Similarly, the UN Secretary-General has launched an AI Advisory Body on risks, opportunities, and international governance of artificial intelligence, which aims to deliver its recommendations by the summer of 2024. T

Though US President Biden announced an executive order for the safe, secure, and trustworthy development and use of AI on 30 October, both the US and China, which indisputably lead the deployment of AI in business, have yet to issue a clear legislative framework for AI.

For now, international businesses should remain very agile in how they structure their offerings, possibly differentiating them by jurisdiction, advises Bori.

4. AI cyber risk

Ambroży Rybicki, co-founder and CEO of IT consultancy, ARP Ideas considers AI-enabled cyber attacks among the primary AI safety issues for businesses. Rybicki points out that AI can automate and scale cyber-attacks, making it possible for cybercriminals to carry out attacks on an unprecedented scale. “AI can learn and adapt over time, making it capable of bypassing traditional security measures that rely on known patterns of malicious activity,” he adds.

But AI can become part of the cybersecurity solution as well as presenting risk. Matt Wiseman, senior product manager at critical IT infrastructure provider, Opswat, says that AI integration can enhance vulnerability and threat detection, strengthening cybersecurity defences and complementing the widespread use of zero-trust technology. “Leveraging AI in cybersecurity programs can also address the skills gap, allowing teams to focus on higher-priority tasks,” adds Wiseman.

5. ESG risk

There is an environmental cost of training AI models which has yet to be addressed. Bori describes the energy consumption to develop, manufacture and run new technologies such as AI, AI chips and LLMs as being at loggerheads with climate change policies.

“The environmental costs of generative AI are only just beginning to capture more attention, something that wasn’t the case maybe a year ago. Clearly, the energy needed to run the latest processing hardware (GPUs and accelerators), servers, data centres, and cloud services necessary for AI programs, can lead to a substantial carbon footprint,” says Bori.

The potential for algorithmic bias is also an ESG issue for businesses to consider.
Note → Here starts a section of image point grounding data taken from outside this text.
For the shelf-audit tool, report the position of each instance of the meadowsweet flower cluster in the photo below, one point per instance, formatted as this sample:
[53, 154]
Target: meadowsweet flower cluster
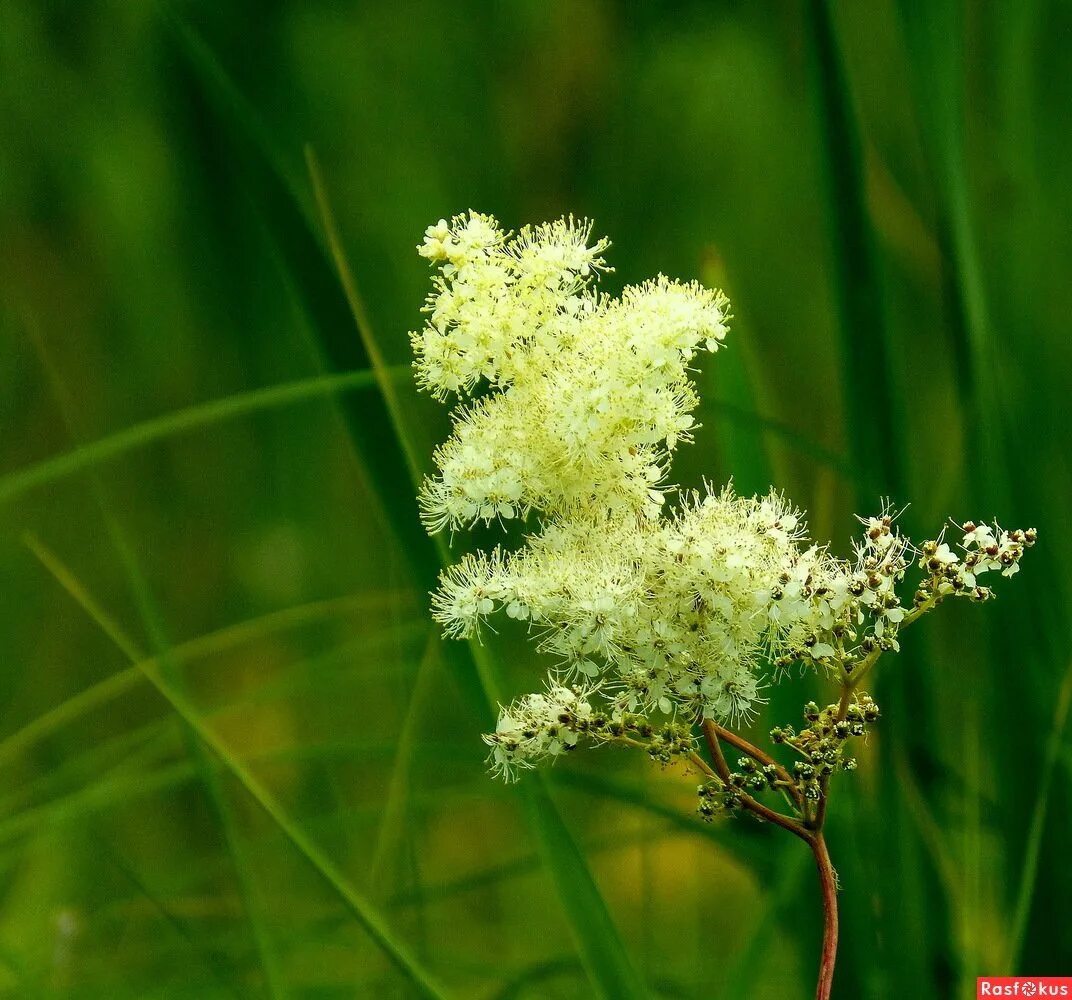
[589, 394]
[568, 407]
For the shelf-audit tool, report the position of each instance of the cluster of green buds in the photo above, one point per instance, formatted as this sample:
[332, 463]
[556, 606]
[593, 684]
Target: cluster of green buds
[717, 799]
[955, 573]
[665, 743]
[821, 744]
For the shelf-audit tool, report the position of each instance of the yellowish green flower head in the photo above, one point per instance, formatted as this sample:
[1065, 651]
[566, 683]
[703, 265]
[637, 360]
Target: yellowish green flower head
[568, 407]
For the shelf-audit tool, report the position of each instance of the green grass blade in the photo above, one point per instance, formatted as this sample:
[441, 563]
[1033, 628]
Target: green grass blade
[219, 641]
[1029, 870]
[872, 403]
[355, 903]
[142, 435]
[269, 963]
[605, 957]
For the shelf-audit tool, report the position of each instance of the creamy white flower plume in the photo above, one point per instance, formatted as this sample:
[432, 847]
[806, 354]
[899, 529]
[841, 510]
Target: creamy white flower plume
[580, 401]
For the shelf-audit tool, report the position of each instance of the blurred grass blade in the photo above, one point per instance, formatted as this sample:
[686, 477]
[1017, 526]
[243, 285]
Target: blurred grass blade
[182, 421]
[117, 684]
[600, 945]
[360, 908]
[1029, 871]
[605, 957]
[872, 404]
[392, 825]
[258, 929]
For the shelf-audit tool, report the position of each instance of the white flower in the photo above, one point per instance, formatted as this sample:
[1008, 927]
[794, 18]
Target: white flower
[569, 407]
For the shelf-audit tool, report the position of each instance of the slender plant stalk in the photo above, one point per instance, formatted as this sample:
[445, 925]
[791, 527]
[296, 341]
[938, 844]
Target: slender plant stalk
[810, 833]
[828, 884]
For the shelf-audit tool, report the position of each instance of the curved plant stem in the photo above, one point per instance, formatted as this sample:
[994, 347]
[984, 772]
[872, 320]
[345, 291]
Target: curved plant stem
[809, 833]
[828, 884]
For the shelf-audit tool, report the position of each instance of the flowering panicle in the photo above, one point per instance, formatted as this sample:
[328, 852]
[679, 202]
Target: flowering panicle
[570, 404]
[589, 394]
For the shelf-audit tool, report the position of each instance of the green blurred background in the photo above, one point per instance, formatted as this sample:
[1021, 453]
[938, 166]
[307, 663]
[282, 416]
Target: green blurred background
[199, 474]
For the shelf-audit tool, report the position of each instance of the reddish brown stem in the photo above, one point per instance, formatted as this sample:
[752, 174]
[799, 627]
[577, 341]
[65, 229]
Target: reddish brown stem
[828, 883]
[813, 837]
[756, 754]
[711, 734]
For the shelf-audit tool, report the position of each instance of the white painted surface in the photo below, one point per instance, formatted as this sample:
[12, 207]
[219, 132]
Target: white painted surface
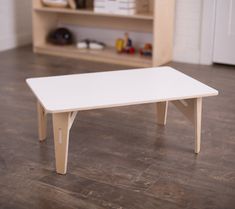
[224, 48]
[15, 22]
[207, 32]
[187, 31]
[115, 88]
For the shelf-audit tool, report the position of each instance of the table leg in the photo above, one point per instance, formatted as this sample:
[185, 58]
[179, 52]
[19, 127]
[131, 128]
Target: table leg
[42, 122]
[192, 109]
[197, 123]
[61, 140]
[62, 123]
[162, 112]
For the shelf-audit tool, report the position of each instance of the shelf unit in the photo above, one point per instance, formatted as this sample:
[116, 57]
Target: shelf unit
[160, 23]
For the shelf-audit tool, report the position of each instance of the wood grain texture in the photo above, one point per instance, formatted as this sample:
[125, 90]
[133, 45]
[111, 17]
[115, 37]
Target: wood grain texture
[121, 158]
[42, 122]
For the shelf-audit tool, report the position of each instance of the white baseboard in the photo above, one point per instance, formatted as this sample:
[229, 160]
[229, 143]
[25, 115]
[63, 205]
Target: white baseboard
[186, 55]
[15, 41]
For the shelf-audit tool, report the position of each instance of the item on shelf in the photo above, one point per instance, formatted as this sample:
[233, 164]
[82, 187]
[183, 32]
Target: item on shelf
[72, 4]
[121, 7]
[80, 4]
[125, 45]
[55, 3]
[60, 36]
[119, 45]
[147, 50]
[90, 44]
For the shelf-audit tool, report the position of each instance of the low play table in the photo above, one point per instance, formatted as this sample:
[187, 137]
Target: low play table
[65, 96]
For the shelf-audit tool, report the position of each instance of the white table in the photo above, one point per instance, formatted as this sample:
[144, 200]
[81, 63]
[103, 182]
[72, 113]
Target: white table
[64, 96]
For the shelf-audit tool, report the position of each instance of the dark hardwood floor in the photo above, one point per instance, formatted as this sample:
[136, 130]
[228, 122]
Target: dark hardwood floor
[118, 157]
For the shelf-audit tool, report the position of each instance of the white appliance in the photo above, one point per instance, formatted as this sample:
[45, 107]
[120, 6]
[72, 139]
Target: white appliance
[224, 45]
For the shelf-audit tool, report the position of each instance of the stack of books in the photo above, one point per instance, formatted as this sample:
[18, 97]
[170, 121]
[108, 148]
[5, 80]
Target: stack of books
[121, 7]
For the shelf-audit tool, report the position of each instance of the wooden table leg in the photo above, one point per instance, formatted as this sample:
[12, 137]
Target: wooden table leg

GlobalData recommends that companies looking to scale their use of AI to include generative AI should implement multi-disciplinary AI and Ethics teams that evaluate new AI use cases and ensure they adhere to corporate ethical standards.

“Organisations evaluating generative AI should look for solutions that include model explainability so that users understand the sources of information used to create output and can ascertain their credibility,” according to GlobalData’s Artificial Intelligence executive briefing of June 2023.

Businesses will need to ensure that they are adhering to ethical and legal requirements on a local, national, and international scale around AI – which is why the UK AI Safety Summit needs to bring more clarity to the regulatory commitments for businesses.